The course begins with an in-depth historical contextualization of contemporary contentious politics, focusing on state-formation, nation-making, economic dependency and development, authoritarianism, and democratic transition. Next, we will consider the wave of structural adjustment programs that swept the region in the mid 1980s through the 1990s, with the aim of analytically conceptualizing neoliberalism, and attending to the diversity in the politics and content of reform across cases. Since neoliberal reforms accompanied or immediately followed processes of democratic transition, we will proceed by examining the challenge of democratic consolidation. Neoliberal economic policies and the deficit of democratic accountability set the stage for our next three topics: the emergence of anti-neoliberal protest, the rise of the indigenous movement, and new social movements (with a focus on the case of environmental politics), which are all key to understanding the rise of the new left. We will consider a range of explanations for the rise of left-wing parties at the national and local level. We conclude with a detailed look at how they have governed once in power: has the new left deepened democracy and reversed the long-standing patterns of socio-economic inequality that have historically marked the region? 


Making and Unmaking Social Life

Social institutions such as gender, language, and nationality appear to us as fixed and objective realities rather than the emergent outcome of collective labor. Rather than reproduce this fetishized view, this course examines the making and unmaking of social life by analyzing the relationship between meaning and institutions. Specifically, we will investigate the conditions under which practices of meaning- making crystallize into predictable patterns of behavior and, alternately, the processes of re- signification, improvisation, and problematization that enable the transformation of those patterns.

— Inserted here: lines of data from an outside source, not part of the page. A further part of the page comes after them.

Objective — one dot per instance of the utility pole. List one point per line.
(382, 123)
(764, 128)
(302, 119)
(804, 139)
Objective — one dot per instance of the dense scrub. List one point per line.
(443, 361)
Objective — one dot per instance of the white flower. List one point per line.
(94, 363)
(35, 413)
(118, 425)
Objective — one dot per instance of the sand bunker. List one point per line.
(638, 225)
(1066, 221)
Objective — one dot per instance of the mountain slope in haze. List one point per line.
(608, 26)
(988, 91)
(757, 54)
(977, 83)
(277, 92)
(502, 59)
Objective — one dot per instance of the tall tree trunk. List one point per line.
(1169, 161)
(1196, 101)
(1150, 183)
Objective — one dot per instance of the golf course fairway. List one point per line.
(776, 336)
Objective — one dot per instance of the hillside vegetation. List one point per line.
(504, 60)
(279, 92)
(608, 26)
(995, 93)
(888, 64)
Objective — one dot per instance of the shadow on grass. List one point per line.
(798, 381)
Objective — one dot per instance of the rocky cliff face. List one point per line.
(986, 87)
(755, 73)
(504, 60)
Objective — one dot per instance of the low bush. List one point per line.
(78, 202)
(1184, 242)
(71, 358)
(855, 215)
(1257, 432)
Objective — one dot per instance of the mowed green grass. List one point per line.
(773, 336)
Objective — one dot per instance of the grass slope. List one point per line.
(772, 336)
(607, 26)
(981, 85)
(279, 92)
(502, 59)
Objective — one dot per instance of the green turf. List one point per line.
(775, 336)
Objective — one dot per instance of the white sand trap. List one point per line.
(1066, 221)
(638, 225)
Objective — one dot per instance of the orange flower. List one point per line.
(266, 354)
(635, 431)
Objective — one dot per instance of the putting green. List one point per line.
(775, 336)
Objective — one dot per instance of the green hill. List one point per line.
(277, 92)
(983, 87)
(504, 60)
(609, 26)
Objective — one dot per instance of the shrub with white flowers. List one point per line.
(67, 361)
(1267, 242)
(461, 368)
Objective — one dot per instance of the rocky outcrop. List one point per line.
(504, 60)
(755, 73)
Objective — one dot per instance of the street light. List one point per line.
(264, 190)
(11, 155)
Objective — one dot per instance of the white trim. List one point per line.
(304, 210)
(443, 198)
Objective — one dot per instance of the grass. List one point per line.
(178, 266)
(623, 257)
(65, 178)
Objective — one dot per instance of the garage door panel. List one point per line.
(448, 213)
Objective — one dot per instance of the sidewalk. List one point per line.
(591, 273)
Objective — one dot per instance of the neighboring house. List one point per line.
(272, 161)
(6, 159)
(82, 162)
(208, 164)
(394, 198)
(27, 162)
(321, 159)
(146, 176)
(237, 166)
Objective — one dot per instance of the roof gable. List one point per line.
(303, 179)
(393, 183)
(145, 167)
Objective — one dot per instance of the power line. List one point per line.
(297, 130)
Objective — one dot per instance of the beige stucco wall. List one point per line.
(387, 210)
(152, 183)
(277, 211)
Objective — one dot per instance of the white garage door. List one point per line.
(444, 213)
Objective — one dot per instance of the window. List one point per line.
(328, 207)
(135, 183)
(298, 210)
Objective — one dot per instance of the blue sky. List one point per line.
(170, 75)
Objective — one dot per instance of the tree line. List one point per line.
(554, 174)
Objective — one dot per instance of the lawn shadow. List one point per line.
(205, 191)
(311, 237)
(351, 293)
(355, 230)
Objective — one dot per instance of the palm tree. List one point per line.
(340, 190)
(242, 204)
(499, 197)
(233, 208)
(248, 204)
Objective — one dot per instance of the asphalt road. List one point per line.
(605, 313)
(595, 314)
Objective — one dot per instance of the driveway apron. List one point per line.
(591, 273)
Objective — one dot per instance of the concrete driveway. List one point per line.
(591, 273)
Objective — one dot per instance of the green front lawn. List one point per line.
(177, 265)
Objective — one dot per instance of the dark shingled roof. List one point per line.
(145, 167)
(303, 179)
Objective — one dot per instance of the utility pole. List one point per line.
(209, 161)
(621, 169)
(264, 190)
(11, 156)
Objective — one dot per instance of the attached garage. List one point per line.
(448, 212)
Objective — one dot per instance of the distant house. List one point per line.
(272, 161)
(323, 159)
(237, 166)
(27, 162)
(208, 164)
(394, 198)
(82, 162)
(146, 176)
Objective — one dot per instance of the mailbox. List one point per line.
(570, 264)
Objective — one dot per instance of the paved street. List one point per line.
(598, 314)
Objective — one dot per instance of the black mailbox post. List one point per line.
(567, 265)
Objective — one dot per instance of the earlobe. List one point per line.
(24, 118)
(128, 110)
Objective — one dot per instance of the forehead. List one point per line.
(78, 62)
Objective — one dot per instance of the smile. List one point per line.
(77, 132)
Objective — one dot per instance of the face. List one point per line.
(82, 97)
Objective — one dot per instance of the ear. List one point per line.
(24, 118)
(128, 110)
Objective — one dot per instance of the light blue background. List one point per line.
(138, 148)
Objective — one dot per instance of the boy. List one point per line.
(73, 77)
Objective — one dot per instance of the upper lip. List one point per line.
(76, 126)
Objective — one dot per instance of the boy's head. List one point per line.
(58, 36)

Over the course of the semester, we will critically interrogate the conceptual divides that dichotomize social life — structure and agency, objective and subjective, material and symbolic, macro and micro —  and learn how these categories are produced through meaningful social action. We will draw on an array of disciplinary approaches to orient our study, including sociology, anthropology, hermeneutic philosophy, literary theory, and political science from the 19th century to the present, reading select texts by Marx, Durkheim, Simmel, Weber, Foucault, Bourdieu, Taylor, Ricoeur, Geertz, Sahlins, Anderson, Butler, Silverstein, Glaeser, and Wedeen. We will challenge the conceptual architectures of social theory by bringing them into conversation with historical and ethnographic research. Conversely, the social theory texts we read will give us analytic leverage on the empirical studies, revealing unexplored facets or unexamined assumptions. Ultimately, we will ask: how can the study of meaning-making practices produce new theories about the world?